Admission: Chapter One
"Nope." She declined the bait. "Not yet. But we're not hurting for buildings."
She told them about the new student center, the new Neuroscience of Cognitive Control Laboratory, the new residential college to be named after the CEO of eBay, the $101 million arts initiative, Toni Morrison's Atelier, which brought performing artists to campus to create original artworks with undergraduates. Their eyes began to glaze. There was abundance fatigue, overstimulation. Even the eager ones were stupefied. The note takers had stopped taking notes. Some of them looked crestfallen, as if they could never hope to experience such a playground of riches. Some of them must have been thinking how nice it might be to go to a college where they could get loaded and play Frisbee, at least most of the time. Though selfishly, Portia wanted the Frisbee players to apply. The Frisbee players were the easiest to cut and set the intellectual kids in bolder relief. They made her job easier by providing contrast where the only typical contrast was far more subtle: wonderful student versus phenomenal student, terrific kid versus amazing kid, applicant upon applicant who could obviously come in, do the work, contribute to the community, and go on out into the world to project retroactive glory on Alma Mater. Her bag was full of them. Her desk back at the office was laden with them. And in six weeks' time, when the application deadline rolled around, the entire building would flood with them, and she, like all of her colleagues, would begin to swim with them, and struggle with them, and sink with them.
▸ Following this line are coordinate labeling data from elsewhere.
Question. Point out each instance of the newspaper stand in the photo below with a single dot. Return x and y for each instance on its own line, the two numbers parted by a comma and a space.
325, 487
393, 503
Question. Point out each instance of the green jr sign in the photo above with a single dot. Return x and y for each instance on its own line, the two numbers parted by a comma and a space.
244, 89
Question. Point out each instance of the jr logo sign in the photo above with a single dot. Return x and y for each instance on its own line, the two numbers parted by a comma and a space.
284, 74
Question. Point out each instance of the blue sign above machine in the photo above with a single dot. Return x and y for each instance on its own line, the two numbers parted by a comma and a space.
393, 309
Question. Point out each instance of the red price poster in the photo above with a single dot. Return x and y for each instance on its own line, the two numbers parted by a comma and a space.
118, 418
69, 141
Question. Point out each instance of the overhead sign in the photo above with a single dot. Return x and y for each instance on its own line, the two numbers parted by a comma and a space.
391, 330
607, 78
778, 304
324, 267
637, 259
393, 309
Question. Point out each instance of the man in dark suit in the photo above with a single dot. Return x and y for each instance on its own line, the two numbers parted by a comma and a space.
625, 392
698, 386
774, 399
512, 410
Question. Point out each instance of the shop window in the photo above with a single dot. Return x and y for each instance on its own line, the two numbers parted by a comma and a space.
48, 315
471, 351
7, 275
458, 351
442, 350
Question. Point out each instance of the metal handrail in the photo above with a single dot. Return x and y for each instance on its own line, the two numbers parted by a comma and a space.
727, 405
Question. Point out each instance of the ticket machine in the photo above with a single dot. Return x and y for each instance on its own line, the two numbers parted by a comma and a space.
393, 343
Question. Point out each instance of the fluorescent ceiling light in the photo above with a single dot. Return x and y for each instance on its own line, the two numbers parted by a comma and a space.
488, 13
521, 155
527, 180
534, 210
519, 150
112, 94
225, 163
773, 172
"So," she said brightly. "Any more questions?"
Miraculously, there were no more questions. They moved to a different room in the library: apple cider in waxy cups, cookies (chocolate chip, as it happened, not Oreos) on a paper doily. She spoke to a boy from Mumbai who wanted to be an electrical engineer, the girl with the long braid who wanted to take a class from Chang-Rae Lee, her favorite author, another girl who let Portia know that her father was a famous movie director.
"And what about you?" said Portia. "Are you interested in film? What are you thinking of doing?"
The girl looked up, notably shocked. Perhaps it had always been enough, having a famous director for a father. The thought of having to do something, having to be something, care about something, herself, seemed to have stunned her. Portia spotted Joanne, the girl who had asked about financial aid, near the cider and quickly went to pour her own refill. Joanne was a Brooklyn girl, and Prep for Prep. She was actually a year older than her classmates, she told Portia, having spent her ninth grade back home preparing for the SSAT and the academic challenges of a school like Deerfield.
"That isn't a problem," she asked. "Is it?"
"Not at all. Actually, it says a great deal about your determination that you were willing to step back and work that hard to get where you wanted to be."
Joanne nodded warily. More than likely, they had told her the same thing at Prep for Prep when they'd accepted her with this proviso.